Capítulo 4

52 2 0
                                    


¿Con quién no quería cometer un pecado? ¿Quién sería la mujer de quien estaba huyendo? ¿Sería de ella? No tendría seguramente interés suficiente para llevar a un Conde a huir de ella. ¿O lo tendría? y después, ¿por qué no podía tomarla, como hacía seguramente con las otras? ¿Sería tan detestable?

Una niebla densa le tomó el pensamiento y la rabia apareció sin que la consiguiera controlar y peor que no conseguir controlarse era desconocer su procedencia. ¿Quizá tendría pretenciones de ser amada por un hombre de su posición? Un noble jamás miraría a una muchacha que imagina de la plebe, aunque que sea versada en la escritura y en la lectura y que tenga más cultura que él. Sí, era mucho más culta. En realidad casi todos los nobles eran unos campesinos ignorantes. Se vestían con ropas de terciopelo y se empolvaban las caras y los cabellos imitando a los franceses, pero la ignorancia era visible. Tal vez él no fuera así, pero la rabia que le tenía a los hombres estaba por ser canalizada hacia la persona del Conde de Évora Monte.

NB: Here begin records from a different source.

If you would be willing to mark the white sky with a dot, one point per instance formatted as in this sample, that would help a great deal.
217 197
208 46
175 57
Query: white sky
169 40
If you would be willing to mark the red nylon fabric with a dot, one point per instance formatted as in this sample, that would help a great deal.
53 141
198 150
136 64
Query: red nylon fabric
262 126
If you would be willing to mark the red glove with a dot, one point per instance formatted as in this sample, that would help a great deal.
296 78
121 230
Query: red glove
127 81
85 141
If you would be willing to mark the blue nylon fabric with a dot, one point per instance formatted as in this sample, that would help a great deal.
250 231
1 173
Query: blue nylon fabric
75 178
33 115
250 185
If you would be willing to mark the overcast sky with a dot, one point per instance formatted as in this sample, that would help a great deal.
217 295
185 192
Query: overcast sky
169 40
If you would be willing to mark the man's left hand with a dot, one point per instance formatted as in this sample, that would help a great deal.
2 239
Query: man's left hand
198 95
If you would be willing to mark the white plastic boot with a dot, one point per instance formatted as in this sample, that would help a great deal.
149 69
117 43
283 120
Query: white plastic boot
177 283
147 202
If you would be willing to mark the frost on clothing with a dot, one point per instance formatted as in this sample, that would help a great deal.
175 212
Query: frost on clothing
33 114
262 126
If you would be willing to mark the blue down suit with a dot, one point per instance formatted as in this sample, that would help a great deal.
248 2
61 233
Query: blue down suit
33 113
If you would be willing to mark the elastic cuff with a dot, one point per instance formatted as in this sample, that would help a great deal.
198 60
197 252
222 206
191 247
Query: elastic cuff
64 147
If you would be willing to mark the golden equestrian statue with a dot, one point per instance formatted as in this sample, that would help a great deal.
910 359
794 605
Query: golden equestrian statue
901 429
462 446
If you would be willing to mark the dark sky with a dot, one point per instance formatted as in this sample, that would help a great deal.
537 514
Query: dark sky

Se alejó de su cuerpo con brusquedad dejándolo boquiabierto y pensando en lo que habría hecho ahora. Se levantó acomodando la falda de montar y, con el rostro rojo de indignación lo encaró profundamente, extendió el dedo indicador peligrosamente en la dirección de Manuel Alfonso – hábito que le valió muchos castigos de niña - y dijo:

- Tenga muy buen viaje Vuestra Señoría y ojalá no lo agarren tempestades como las que causa. Que la pase bien. No se moleste en volver algún día y... - continuaba con el dedo extendido.

- No le tengo ningún aprecio, ¿oyó? es una persona detestable.

El cielo continuaba oscuro y los truenos no cedían. Salir en el medio de tamaña borrasca era una tontería y peligroso. Con una agilidad que las señoras no suelen tener, desató las riendas del caballo, colocó el pie izquierdo en el estribo y saltó a la montura, incó las espuela en el animal que reaccionó de inmediato y largó al galope dentro de la lluvia.

Manuel Alfonso se quedó sin reacción. Esperaba todo menos furia de parte de ella. Se quedó viéndola galopar por la lluvia en dirección al Solar de Santa María con los cabellos sueltos agitándose al viento. Una imagen bella a pesar de trágica. Que mujer decidida y de carácter. A aquella, nadie le pasaría por encima. Sintió aumentarle el apetito de domarla. Tomarla como suya y poseerla era lo que más deseaba aunque no quería deshonrar a una virgen. Estaba seguro de que estaba frente a una mujer virgen de hombre y tenía la certeza de que ella quería decir precisamente lo contrario de aquello que dejó salir. Aquella mujer lo quería. Le gustaría mucho creer en ella, pero no podía arriesgar.

La lluvia había minguado pocos minutos después de la partida de Isabel y los truenos dieron lugar a un sol de mediodía avergonzado. Tenía hambre pero no estaba en condiciones de sentarse a la mesa delante de ella sin que tuviera una erección de aquellas que sólo cedían después de algún tiempo. Hacía mucho tiempo que no estaba con una mujer y hasta el olor lo excitaba. Por la noche, a la luz de la luna, podía fantasear con las más variadas escenas eróticas, las señales exteriores de su excitación no eran visibles, pero durante el día era recomendable alejarse de aquella tentación.

La monja se dirigió al patio refunfuñando con la creatura que estaba destruyendo la puerta de madera secular. Abrió la puertita y espió. Un hombre de estatura mediana, ojos envejecidos debajo de un sombrero de cuero y, con un bigote retorcido, estaba en la puerta acompañado de un criado descalzo y vestido con andrajos.

- ¿Qué desea señor? – Preguntó la novicia.

- Quiero hablar con la madre superiora, soy el Señor del Mayorazgo de S. Gens. – Vociferó. – ¡Cuánto antes! – Escupió con acritud.